While there are inferences available in the model output, the tests for the indicator variables are not too informative (at least to start) since they only compare each group to the baseline. In Section 8.12, we see how to use ANOVA *F*-tests to help us ask general questions about including a categorical predictor in the model.
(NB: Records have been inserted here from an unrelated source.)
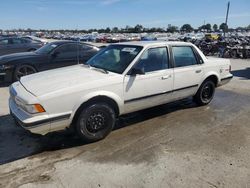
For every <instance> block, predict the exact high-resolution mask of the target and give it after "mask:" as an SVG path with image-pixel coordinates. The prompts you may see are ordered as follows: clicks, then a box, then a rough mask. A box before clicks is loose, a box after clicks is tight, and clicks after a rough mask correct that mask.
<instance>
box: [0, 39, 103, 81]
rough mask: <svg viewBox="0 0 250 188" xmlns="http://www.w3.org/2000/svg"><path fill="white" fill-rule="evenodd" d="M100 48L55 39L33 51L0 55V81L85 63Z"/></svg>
mask: <svg viewBox="0 0 250 188" xmlns="http://www.w3.org/2000/svg"><path fill="white" fill-rule="evenodd" d="M99 50H100V48H98V47H96V46H92V45H89V44H85V43H79V42H74V41H57V42H52V43H48V44H46V45H44V46H43V47H42V48H40V49H38V50H36V51H34V52H25V53H15V54H10V55H5V56H0V81H4V82H13V81H16V80H19V79H20V78H21V77H22V76H25V75H29V74H33V73H35V72H40V71H44V70H49V69H54V68H59V67H64V66H70V65H75V64H78V63H85V62H86V61H87V60H89V59H90V58H91V57H92V56H94V55H95V54H96V53H97V52H98V51H99Z"/></svg>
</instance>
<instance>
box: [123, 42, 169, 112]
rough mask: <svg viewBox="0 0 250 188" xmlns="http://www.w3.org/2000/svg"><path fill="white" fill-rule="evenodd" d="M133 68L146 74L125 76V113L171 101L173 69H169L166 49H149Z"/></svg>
mask: <svg viewBox="0 0 250 188" xmlns="http://www.w3.org/2000/svg"><path fill="white" fill-rule="evenodd" d="M133 68H136V69H141V70H144V72H145V74H137V75H126V76H125V79H124V99H125V101H124V107H125V108H124V110H125V113H129V112H134V111H137V110H141V109H144V108H149V107H152V106H156V105H159V104H163V103H166V102H168V101H171V99H172V90H173V69H170V68H169V56H168V51H167V48H166V47H160V48H150V49H147V50H146V51H145V52H144V53H143V54H142V56H141V58H140V59H139V61H138V62H137V63H136V64H135V66H134V67H133Z"/></svg>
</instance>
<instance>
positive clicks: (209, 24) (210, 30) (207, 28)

But we can compare adjusted *R*^{2} values with and without *Treatment* to see if including the categorical variable was “worth it”:

`head1R <- lm(du2 ~ du1, data = Headache)`

`summary(head1R)`

```
##
## Call:
## lm(formula = du2 ~ du1, data = Headache)
##
## Residuals:
## Min 1Q Median 3Q Max
## -6.9887 -0.8820 -0.2765 1.1529 10.4165
##
## Coefficients:
## Estimate Std. Error t value Pr(>|t|)
## (Intercept) 0.84744 0.36045 2.351 0.0208
## du1 0.85142 0.05189 16.408 <2e-16
##
## Residual standard error: 2.165 on 96 degrees of freedom
## Multiple R-squared: 0.7371, Adjusted R-squared: 0.7344
## F-statistic: 269.2 on 1 and 96 DF, p-value: < 2.2e-16
```

The adjusted *R*^{2} in the model with both *Treatment* and *du1* is 0.7404 and the adjusted *R*^{2} for this reduced model with just *du1* is 0.7344, suggesting the *Treatment* is useful. The next section provides a technique to be able to work with different slopes on the quantitative predictor for each group. Comparing those results to the results for the additive model allows assessment of the assumption in this section that all the groups had the same slope coefficient for the quantitative variable.